Checking out the build quality of the rest of the phone we find out that the buttons are metal. Which is ideal because plastic buttons tend to discolor or pop out more often than metal buttons do. So, thumbs up to Apple for sticking with quality materials. The antenna bands are still plastic, but that’s also a necessity with Apple’s design at this point in time. If you remove these antenna bands you won’t have any cellular connection.
Looking on the bottom you will see where the headphone jack doesn’t exist. This is a problem on multiple levels, but we’ll touch on that on a separate note all together. However, looking at it from purely a durability perspective this is an extremely bad move. Just like any piece of electronics, the charging port component has a finite lifespan; nothing lasts forever. It’s designed to withstand a certain amount of physical wear and tear.
This means that it could withstand 5,000 or 10,000 plugs and unplugs, nobody knows the exact answer but Apple, but essentially because Apple is combining the the headphone jack and the charging port into one, we have at least two accessories using the same single port. Doubling the rate of wear and tear. So, once this singular lightning port dies, or reaches the end of its lifespan, your phone is toast. There’s no backup either. If you are a person that has ever had a charging port stop working on a previous phone, you can sit back and watch your iPhone 7 port die in half the time. I guess you could avoid that by forking over the dough to buy the wireless headphones which is what Apple wants you to do anyhow.
On to the burn test. The IPS LCD of the iPhone 7 lasted almost 10 seconds under the direct contact with flame, before the pixels got hot and turned off, going completely black. It is interesting to see which screens recover and which ones don’t. Samsung AMOLED screens currently turn white and do not recover from the flame. However, the iPhone 7 completely recovered and functioned as normal. It is cool to the touch within seconds.

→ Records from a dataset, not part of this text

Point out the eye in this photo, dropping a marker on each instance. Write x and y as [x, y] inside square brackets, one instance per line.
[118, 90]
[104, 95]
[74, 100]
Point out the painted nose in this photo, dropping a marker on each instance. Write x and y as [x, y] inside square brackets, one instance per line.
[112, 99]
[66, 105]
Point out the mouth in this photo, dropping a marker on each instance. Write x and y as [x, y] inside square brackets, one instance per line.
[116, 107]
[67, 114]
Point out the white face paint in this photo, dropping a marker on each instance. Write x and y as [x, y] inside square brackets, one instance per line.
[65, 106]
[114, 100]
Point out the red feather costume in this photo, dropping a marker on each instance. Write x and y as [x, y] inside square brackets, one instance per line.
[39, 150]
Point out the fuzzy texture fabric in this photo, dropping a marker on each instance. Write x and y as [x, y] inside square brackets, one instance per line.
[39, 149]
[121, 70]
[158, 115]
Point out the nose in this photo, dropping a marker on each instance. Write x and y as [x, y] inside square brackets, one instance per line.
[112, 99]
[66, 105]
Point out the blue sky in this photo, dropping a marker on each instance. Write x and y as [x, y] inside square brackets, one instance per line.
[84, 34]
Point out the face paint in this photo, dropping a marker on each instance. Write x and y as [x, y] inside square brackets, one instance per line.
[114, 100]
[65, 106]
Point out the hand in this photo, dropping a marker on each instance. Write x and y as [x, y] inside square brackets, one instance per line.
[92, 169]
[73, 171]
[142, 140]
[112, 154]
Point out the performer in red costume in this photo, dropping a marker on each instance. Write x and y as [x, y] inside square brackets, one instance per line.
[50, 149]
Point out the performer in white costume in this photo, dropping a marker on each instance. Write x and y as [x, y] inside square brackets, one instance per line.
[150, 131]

Finally, the bend test. The iPhone 6 had a nifty little trick that would permanently match the phone to the curve of your body if you ever sat on it. The iPhone 7 does not appear to be as flexible. It is interesting to watch the waterproofing adhesive between the frame of the phone and the screen tear if you heavily flex the phone. So while the iPhone 7 won’t suffer from Bendgate or catastrophic failure, it’s probably best to still not sit on it, for the purpose of keeping the water resistance intact. Once that adhesive is torn, it will not be as resistant as it once was. Please read out our previous post on how water resistant iPhone 7 is.
Overall Apple has made another quality phone and you can appreciate its build quality.